Enterprise technology adoption is often framed as a race. Speed signals relevance. Early pilots signal momentum. Announcements signal progress. This framing has become especially visible in the current AI cycle, where rapid experimentation and public signaling are often treated as proxies for strategic maturity.
AI, however, is not the cause of this behavior. It is simply the most recent and visible expression of a much older pattern.
Deloitte’s finding that organizations allocate 93% of their technology investment to tools and only 7% to people is frequently discussed through an AI lens. That framing is understandable, given how visible AI’s failures and risks have become. But the insight itself is not about AI. It describes the history of technology investment.
For decades, organizations have consistently over-invested in acquiring technology while under-investing in the people, operating models, and governance required to make those technologies productive. Earlier technology waves allowed this imbalance to persist quietly. AI did not create the problem. AI removed the ability to ignore it.
Organizational Readiness Is a Funding Decision
Recent 2025 research from MIT’s NANDA initiative underscores a consistent pattern: roughly 95% of enterprise generative AI pilots produced no measurable P&L impact. The cause was not model performance or technical feasibility. It was organizational readiness.
Across organizations, the same conditions appeared repeatedly:
- AI pilots launched without meaningful workflow redesign
- Edge cases were left unexamined
- Scenario planning was minimal
- Stress testing under realistic volume or emotional load was rare
- Validation with real users was limited, and
- Clear logic governing when human judgment should intervene was often absent.
AI was treated as a feature to deploy rather than a system to integrate.
These outcomes are not unique to AI. They mirror what occurred in earlier technology waves, such as ERP, CRM, automation platforms, and digital channels. Tools were deployed, adoption was uneven, workarounds emerged, and value leaked quietly over time. AI simply compressed the timeline between deployment and consequence.
The persistence of this pattern is not accidental. Technology acquisition fits established enterprise funding models. It can be capitalized, depreciated, benchmarked, and justified through familiar efficiency narratives. Human investment (work redesign, governance, decision authority, escalation logic, training, and accountability) does not fit as cleanly. It is harder to quantify, slower to demonstrate, and less visible in executive reporting cycles.

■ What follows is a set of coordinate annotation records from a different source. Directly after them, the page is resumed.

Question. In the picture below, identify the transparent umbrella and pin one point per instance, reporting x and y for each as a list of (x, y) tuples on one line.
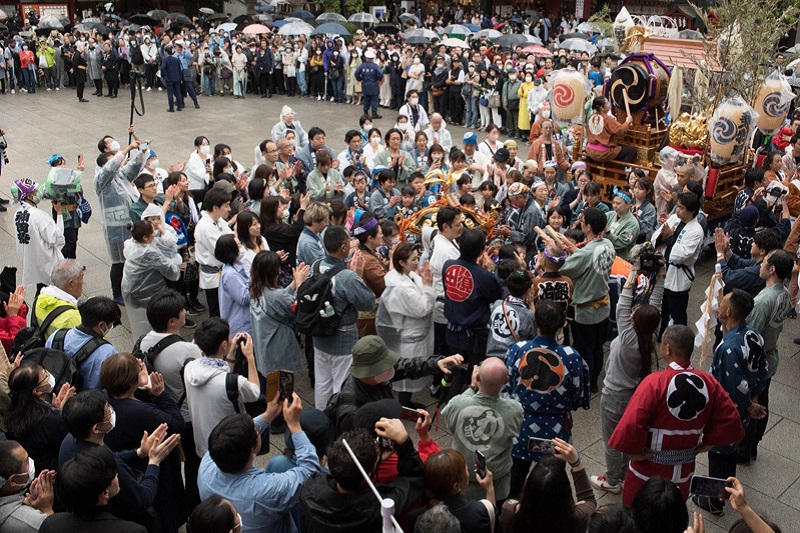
[(363, 18), (331, 17)]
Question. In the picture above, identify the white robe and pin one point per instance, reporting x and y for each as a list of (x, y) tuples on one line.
[(39, 242)]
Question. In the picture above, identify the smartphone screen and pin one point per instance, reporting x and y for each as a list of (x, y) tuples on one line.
[(540, 445), (287, 385), (480, 464), (709, 486), (410, 414)]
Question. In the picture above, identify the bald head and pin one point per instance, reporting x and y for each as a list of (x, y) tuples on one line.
[(492, 375)]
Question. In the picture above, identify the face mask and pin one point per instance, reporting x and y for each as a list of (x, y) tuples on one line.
[(51, 381), (31, 474)]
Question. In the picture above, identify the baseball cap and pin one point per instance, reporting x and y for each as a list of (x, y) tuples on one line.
[(371, 357)]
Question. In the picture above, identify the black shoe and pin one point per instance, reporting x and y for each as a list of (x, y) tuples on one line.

As a result, organizations repeatedly optimize for acquisition over integration. Deloitte’s 93/7 finding does not describe a failure of awareness. It reflects the default operating logic of enterprise technology investment.
Why AI Made the Cost Visible
Earlier technologies allowed this imbalance to persist without immediate disruption. ERP systems accumulated exceptions. CRM platforms delivered partial adoption. Automation failed at the edges without collapsing trust. These failures were tolerable because they were localized and slow-moving.
AI behaves differently. It interacts directly with judgment, decision-making, trust, and escalation. When roles are unclear or governance is thin, the breakdown becomes immediately visible through stalled usage, shadow systems, declining confidence, and rising operational risk.
AI amplifies the system it is placed inside. When the system is misaligned, AI does not compensate—it accelerates exposure.
This is why the consequences of the 93/7 pattern are now unavoidable.
Visibility Versus Readiness
In many organizations, speed became the dominant success signal. Pilots launched quickly. Capabilities were announced early. Progress was measured by activity rather than integration.
Readiness, by contrast, was harder to demonstrate. Governance slowed timelines. Human-fit testing introduced friction. Workflow redesign surfaced organizational tension.
Teams responded rationally. They delivered what the system rewarded. The result was predictable: deployment without trust, access without confidence, and capability without sustained value.
A Structural Outcome, Not a Cultural One
Stalled technology outcomes are often explained as resistance or fear. The evidence points elsewhere.
Employees did not reject technology. Organizations failed to invest proportionally in the conditions required for humans to use technology safely, confidently, and consistently.
When 93% of investment flows toward tools, and only 7% toward the people expected to absorb them, the resulting performance gap is structural, not surprising.
My synthesis: Tech without people is a one-legged stool—and the industry is finally recognizing that the human side of technology is where returns actually materialize.
A Familiar Ending
New models will continue to emerge. Capabilities will improve. Infrastructure will mature. But unless the underlying investment logic changes, the same cycle will repeat: rapid acquisition, superficial adoption, and stalled value realization.
Not because technology is advancing too quickly, but because organizations continue to invest as they always have.
As long as investment logic continues to fund technical capability more rigorously than human readiness, AI’s true potential will remain locked behind the balance sheet.
Deloitte’s 93/7 finding does not describe a moment in time. It represents the history of technology investment. AI has simply made that history impossible to look away from.
History doesn’t repeat because technology changes. It repeats because investment logic doesn’t.